Ainsi, les nourrissons chez lesquels les réseaux entre les microbiomes sont plus développés et moins fragmentaires que chez d’autres pourraient être moins sensibles aux infections respiratoires, voire développer des formes moins sévères de celles-ci. Qui plus est, un réseau microbien bien structuré et stable dès le premier âge pourrait avoir un effet sur la santé respiratoire tout au long de la vie.
Ces hypothèses découlent en partie d’une étude présentée à l’ERS dans laquelle la maturation des réseaux microbiens « transniches » a été étudiée chez 120 nouveau-nés aux âges respectifs d’une, deux, quatre semaines et six mois. Parallèlement, la susceptibilité aux infections respiratoires a été prise en compte. Sur le plan méthodologique, l’analyse a reposé sur le séquençage des gènes de l’ARN ribosomal 16S rRNA pour identifier les bactéries présentes dans des échantillons d’origines diverses : cavité buccale, nasopharynx et fèces. Cette approche a été complétée par le recours à un logiciel spécifique dit spiecEasi (Sparse Inverse Covariance for Ecological Statistical Inference) élaboré pour la recherche de réseaux au sein d’un écosystème microbien donné. Les réseaux obtenus ont été stratifiés en fonction du nombre d’infections respiratoires contractée pendant la première année de la vie.
A l’âge d’une semaine, chez les nouveau-nés qui n’ont présenté que 0 à 2 infections de ce type en l’espace d’une année, les réseaux microbiens étaient bien définis sous la forme de quatre grands clusters. Trois d’entre eux étaient composés d’espèces bactériennes propres à une niche donnée et le quatrième plus hétérogène représenté par des espèces plus variées et moins spécifiques que les précédentes. Ces clusters se sont avérée stables au cours du temps tant dans leur composition que dans leurs connexions. Chez les nourrissons qui ont développé plus d’infections respiratoires au cours de la première année de leur vie, les réseaux microbiens se sont avérés plus fragmentés et composés de clusters à la fois plus petits et moins connectés. De ce fait, ils seraient moins efficaces dans la prévention des infections précoces.

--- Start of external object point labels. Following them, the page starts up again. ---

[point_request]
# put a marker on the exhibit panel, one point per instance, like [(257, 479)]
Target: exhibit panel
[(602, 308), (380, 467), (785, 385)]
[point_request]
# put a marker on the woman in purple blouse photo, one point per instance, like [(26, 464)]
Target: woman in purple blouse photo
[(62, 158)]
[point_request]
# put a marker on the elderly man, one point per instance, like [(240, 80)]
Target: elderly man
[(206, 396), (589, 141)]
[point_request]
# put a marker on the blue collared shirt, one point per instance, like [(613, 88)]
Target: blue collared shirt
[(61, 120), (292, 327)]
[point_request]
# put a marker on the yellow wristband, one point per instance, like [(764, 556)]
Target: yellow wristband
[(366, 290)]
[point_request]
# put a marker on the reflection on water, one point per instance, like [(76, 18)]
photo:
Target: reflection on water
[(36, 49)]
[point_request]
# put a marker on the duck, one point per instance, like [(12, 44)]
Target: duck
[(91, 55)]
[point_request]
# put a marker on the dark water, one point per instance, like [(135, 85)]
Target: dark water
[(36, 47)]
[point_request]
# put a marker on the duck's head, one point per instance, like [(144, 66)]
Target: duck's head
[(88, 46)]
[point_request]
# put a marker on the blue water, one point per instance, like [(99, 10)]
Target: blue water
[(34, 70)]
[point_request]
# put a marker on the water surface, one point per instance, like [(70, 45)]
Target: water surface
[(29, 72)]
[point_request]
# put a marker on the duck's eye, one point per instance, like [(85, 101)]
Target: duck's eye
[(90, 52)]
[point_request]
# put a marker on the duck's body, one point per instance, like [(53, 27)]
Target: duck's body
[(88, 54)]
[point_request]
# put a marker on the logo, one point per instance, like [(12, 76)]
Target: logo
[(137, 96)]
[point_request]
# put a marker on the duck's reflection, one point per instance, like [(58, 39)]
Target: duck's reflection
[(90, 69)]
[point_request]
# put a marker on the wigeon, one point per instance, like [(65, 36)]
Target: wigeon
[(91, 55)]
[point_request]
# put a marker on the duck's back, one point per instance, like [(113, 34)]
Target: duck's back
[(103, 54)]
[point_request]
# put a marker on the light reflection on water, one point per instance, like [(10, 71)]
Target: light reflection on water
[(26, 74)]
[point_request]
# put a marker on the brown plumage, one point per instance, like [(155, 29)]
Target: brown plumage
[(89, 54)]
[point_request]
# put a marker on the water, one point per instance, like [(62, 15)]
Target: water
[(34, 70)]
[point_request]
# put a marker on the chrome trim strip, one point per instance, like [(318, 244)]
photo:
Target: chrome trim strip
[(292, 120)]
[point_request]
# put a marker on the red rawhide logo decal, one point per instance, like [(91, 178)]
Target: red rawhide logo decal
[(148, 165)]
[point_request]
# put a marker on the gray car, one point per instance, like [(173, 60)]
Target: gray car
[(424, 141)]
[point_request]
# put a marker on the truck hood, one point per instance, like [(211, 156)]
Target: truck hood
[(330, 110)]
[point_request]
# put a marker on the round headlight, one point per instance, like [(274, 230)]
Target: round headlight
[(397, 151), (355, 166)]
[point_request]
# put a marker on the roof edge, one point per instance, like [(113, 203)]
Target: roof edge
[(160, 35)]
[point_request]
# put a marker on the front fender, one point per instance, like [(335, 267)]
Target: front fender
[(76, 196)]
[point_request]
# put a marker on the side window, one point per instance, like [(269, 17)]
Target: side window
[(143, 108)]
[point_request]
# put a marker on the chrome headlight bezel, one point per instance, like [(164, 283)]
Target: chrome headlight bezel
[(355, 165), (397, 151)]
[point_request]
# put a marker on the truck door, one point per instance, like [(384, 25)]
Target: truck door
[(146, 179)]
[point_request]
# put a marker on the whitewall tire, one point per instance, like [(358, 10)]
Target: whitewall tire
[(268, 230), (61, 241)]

Des questions se posent désormais : la maturation du microbiome peut-elle avoir un impact dès le premier âge sur la santé respiratoire de l’enfant, voire de l’adulte ? Quel est le rôle exact de ce facteur ? Faut-il envisager des stratégies capables d’influer ce dernier et d’ailleurs, en existe-t-il ? D’autres études de ce type sont à l’évidence nécessaires dans le but de répliquer les résultats présentés à l’ERS et d’apporter des réponses aux questions précédentes.